As the second thing I decided to not sow the seeds directly into the ground but in small seeding trays made from paper egg packages. My father removed the bottoms and filled them with substrate. I wetted the substrate to compress it a little.
After that I let the seeds germinate on a wet paper towel in a receptacle under a lid. Carrots have a relatively poor germination rate directly in soil and they have to be thinned afterwards. The process of thinning allegedly attracts carrot flies and I wanted to avoid that. Today I carefully picked germinated seeds with a BBQ skewer and I placed one of them into each receptacle in the egg trays. I planted 228 seeds this way (12 trays á 10 and 6 trays á 18).
I planted the whole trays in the center of the vegetable patches. That way they will be as far from the surrounding grass as possible, which should shield them a bit from both carrot flies and wireworms.

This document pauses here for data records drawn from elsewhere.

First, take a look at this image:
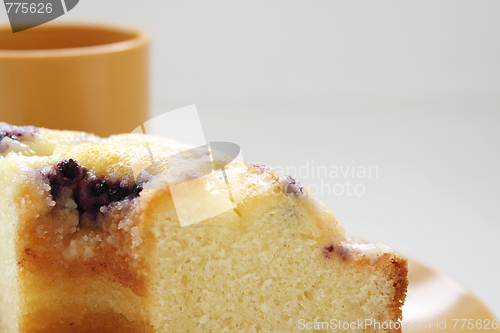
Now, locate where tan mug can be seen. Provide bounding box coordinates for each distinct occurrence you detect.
[0,23,149,136]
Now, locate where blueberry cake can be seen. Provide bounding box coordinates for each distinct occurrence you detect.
[0,123,407,333]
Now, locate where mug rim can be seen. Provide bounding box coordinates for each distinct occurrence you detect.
[0,22,150,59]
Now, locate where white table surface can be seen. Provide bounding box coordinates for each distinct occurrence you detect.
[0,0,500,316]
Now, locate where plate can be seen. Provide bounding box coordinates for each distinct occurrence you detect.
[402,259,500,333]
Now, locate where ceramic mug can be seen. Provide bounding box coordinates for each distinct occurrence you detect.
[0,24,149,136]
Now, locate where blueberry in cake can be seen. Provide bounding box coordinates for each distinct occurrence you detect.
[0,123,407,333]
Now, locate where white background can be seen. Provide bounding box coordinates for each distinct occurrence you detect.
[0,0,500,316]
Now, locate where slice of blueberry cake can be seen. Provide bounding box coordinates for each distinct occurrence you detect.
[0,123,407,333]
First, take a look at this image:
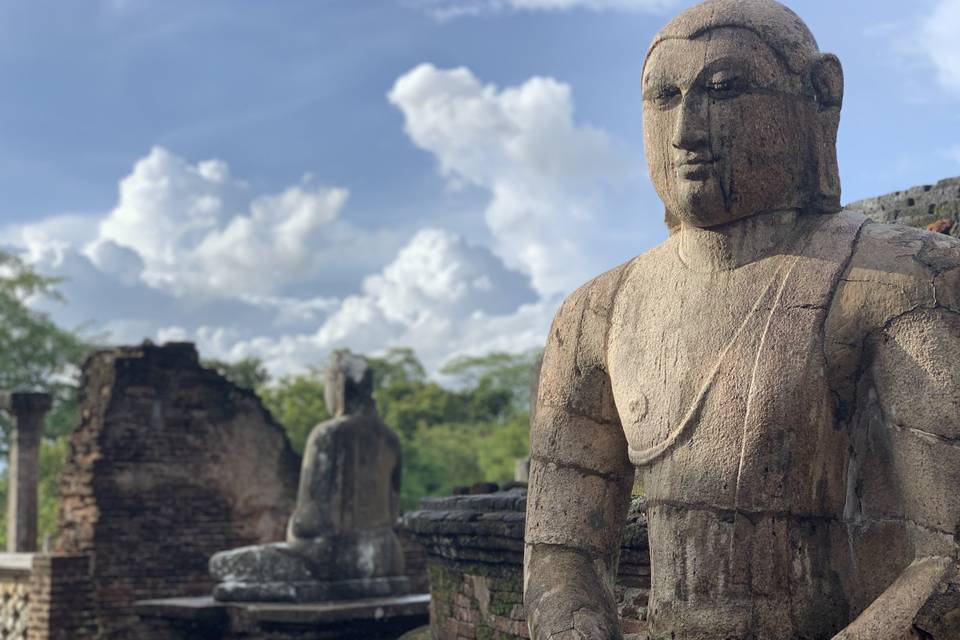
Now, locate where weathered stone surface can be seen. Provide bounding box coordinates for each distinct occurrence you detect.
[525,0,960,640]
[404,488,650,640]
[60,344,299,640]
[136,594,429,640]
[0,392,53,553]
[210,353,410,602]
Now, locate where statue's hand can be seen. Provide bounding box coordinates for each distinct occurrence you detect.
[833,556,960,640]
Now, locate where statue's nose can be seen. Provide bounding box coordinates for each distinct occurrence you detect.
[671,91,709,151]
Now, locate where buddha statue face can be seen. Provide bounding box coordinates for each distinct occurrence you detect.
[642,0,843,227]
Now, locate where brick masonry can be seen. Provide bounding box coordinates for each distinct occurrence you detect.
[405,489,650,640]
[27,555,97,640]
[60,343,300,640]
[846,177,960,238]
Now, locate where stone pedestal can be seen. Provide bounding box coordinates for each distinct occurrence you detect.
[0,392,52,553]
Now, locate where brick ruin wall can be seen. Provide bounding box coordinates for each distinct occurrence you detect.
[846,177,960,238]
[59,344,300,640]
[405,489,650,640]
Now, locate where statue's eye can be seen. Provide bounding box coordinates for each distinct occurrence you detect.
[653,86,680,109]
[707,74,747,100]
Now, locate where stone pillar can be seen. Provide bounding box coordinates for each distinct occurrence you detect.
[0,393,52,553]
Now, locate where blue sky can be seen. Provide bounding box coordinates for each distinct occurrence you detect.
[0,0,960,373]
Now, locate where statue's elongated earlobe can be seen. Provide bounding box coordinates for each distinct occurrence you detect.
[810,53,843,213]
[810,53,843,111]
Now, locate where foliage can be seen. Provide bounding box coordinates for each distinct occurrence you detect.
[248,348,537,509]
[0,252,93,546]
[258,371,330,455]
[202,358,270,391]
[0,252,91,444]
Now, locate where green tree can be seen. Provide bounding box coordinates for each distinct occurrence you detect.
[203,358,270,391]
[0,252,91,444]
[0,252,92,541]
[257,370,330,455]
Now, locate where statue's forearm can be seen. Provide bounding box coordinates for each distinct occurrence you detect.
[524,409,633,640]
[834,556,960,640]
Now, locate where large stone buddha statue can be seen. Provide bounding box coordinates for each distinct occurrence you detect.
[524,0,960,640]
[210,352,410,602]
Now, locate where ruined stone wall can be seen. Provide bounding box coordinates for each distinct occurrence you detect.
[60,344,300,639]
[29,554,97,640]
[846,177,960,238]
[405,489,650,640]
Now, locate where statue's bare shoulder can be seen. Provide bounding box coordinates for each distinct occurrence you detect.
[828,215,960,343]
[825,214,960,417]
[539,258,636,422]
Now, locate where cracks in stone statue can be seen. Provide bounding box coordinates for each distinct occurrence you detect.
[524,0,960,640]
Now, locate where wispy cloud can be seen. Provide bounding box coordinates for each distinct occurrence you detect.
[404,0,680,20]
[918,0,960,97]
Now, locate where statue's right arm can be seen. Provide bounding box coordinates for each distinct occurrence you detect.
[524,272,634,640]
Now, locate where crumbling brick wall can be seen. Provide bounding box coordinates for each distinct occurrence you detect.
[59,343,300,639]
[847,177,960,238]
[404,488,650,640]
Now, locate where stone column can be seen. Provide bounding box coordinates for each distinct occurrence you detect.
[0,393,53,553]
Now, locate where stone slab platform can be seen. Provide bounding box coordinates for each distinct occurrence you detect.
[134,594,430,640]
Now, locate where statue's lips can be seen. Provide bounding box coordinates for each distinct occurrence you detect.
[676,158,717,180]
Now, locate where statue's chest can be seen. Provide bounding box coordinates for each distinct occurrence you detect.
[607,252,836,510]
[607,267,773,460]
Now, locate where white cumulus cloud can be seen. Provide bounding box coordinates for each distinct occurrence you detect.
[407,0,680,20]
[917,0,960,96]
[388,64,636,295]
[94,147,395,297]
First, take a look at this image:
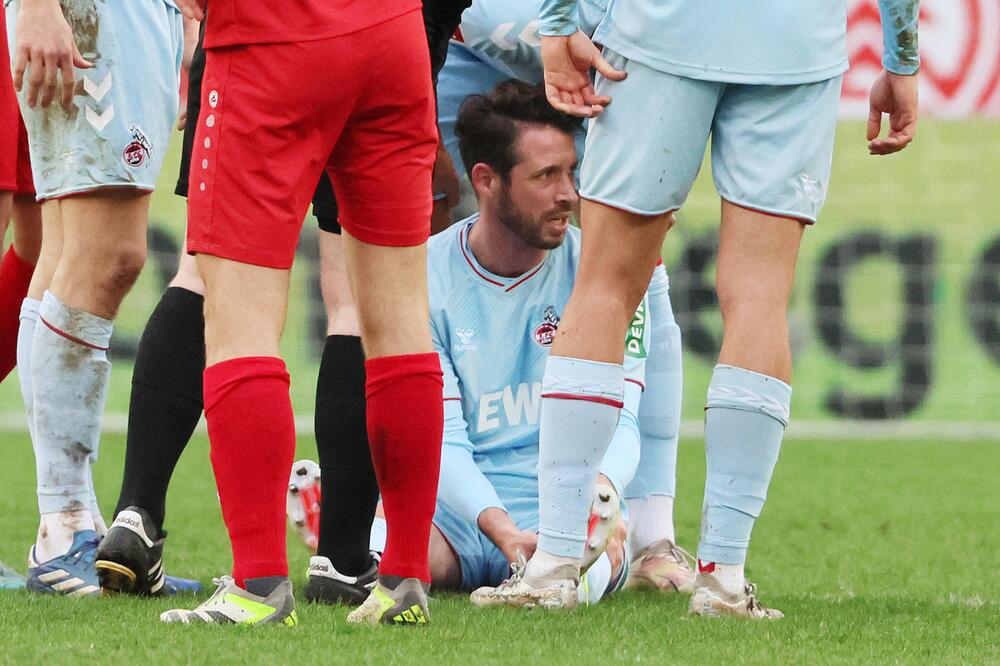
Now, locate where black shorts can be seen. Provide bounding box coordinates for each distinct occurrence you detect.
[174,23,340,234]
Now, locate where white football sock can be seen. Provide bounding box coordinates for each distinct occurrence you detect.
[625,495,677,552]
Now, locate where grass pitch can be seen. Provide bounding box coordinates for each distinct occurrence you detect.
[0,435,1000,666]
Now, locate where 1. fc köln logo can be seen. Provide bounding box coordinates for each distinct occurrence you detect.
[841,0,1000,117]
[532,305,559,348]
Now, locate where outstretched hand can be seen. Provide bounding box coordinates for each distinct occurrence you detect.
[14,2,91,109]
[542,30,627,118]
[868,70,917,155]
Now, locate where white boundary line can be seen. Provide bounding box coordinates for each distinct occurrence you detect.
[0,411,1000,442]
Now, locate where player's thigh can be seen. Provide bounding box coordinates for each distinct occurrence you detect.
[28,201,62,300]
[319,231,361,336]
[429,504,485,589]
[554,199,673,363]
[427,525,462,590]
[13,0,183,198]
[50,189,151,319]
[197,254,291,365]
[0,190,14,241]
[712,77,841,222]
[170,236,205,296]
[343,230,433,358]
[13,194,42,263]
[580,49,723,215]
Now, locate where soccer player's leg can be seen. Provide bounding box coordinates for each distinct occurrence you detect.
[95,245,205,595]
[320,7,444,624]
[0,29,42,381]
[12,3,181,594]
[160,31,353,626]
[625,264,694,592]
[691,78,840,619]
[96,29,205,594]
[525,53,719,604]
[305,180,378,604]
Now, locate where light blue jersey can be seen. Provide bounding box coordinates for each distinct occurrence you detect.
[7,0,184,200]
[458,0,607,83]
[427,215,652,588]
[428,216,650,524]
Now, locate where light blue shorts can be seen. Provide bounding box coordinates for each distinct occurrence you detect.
[7,0,184,200]
[434,486,538,590]
[580,49,841,222]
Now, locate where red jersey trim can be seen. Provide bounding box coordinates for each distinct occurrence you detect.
[542,393,625,409]
[38,317,108,351]
[458,226,548,292]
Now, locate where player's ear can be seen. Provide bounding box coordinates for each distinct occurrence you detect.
[471,162,500,196]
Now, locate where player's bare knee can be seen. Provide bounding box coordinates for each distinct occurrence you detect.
[96,245,146,300]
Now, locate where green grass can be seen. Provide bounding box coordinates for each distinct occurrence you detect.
[0,435,1000,666]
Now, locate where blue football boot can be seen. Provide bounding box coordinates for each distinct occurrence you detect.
[26,530,101,597]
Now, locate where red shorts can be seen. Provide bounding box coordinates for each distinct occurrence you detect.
[187,11,437,268]
[0,16,35,195]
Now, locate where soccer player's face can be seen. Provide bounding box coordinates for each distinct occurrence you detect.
[499,127,579,250]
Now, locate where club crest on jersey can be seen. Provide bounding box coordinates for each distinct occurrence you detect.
[532,305,559,348]
[122,125,153,169]
[455,328,478,351]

And lastly, for today, I thoroughly watered the planted trays. We shall see if it is a success and they at least poke out of the ground. I have no idea how long it should now take for something green to show up. The only thing I can do now is to water them and wait.
Tomorrow I will start planting onions around these trays. Those should allegedly further repel pests and they also allegedly should not compete much with the carrots. I will probably stop the onion planting about 20 cm from these trays anyway so the carrots have an adequate amount of light.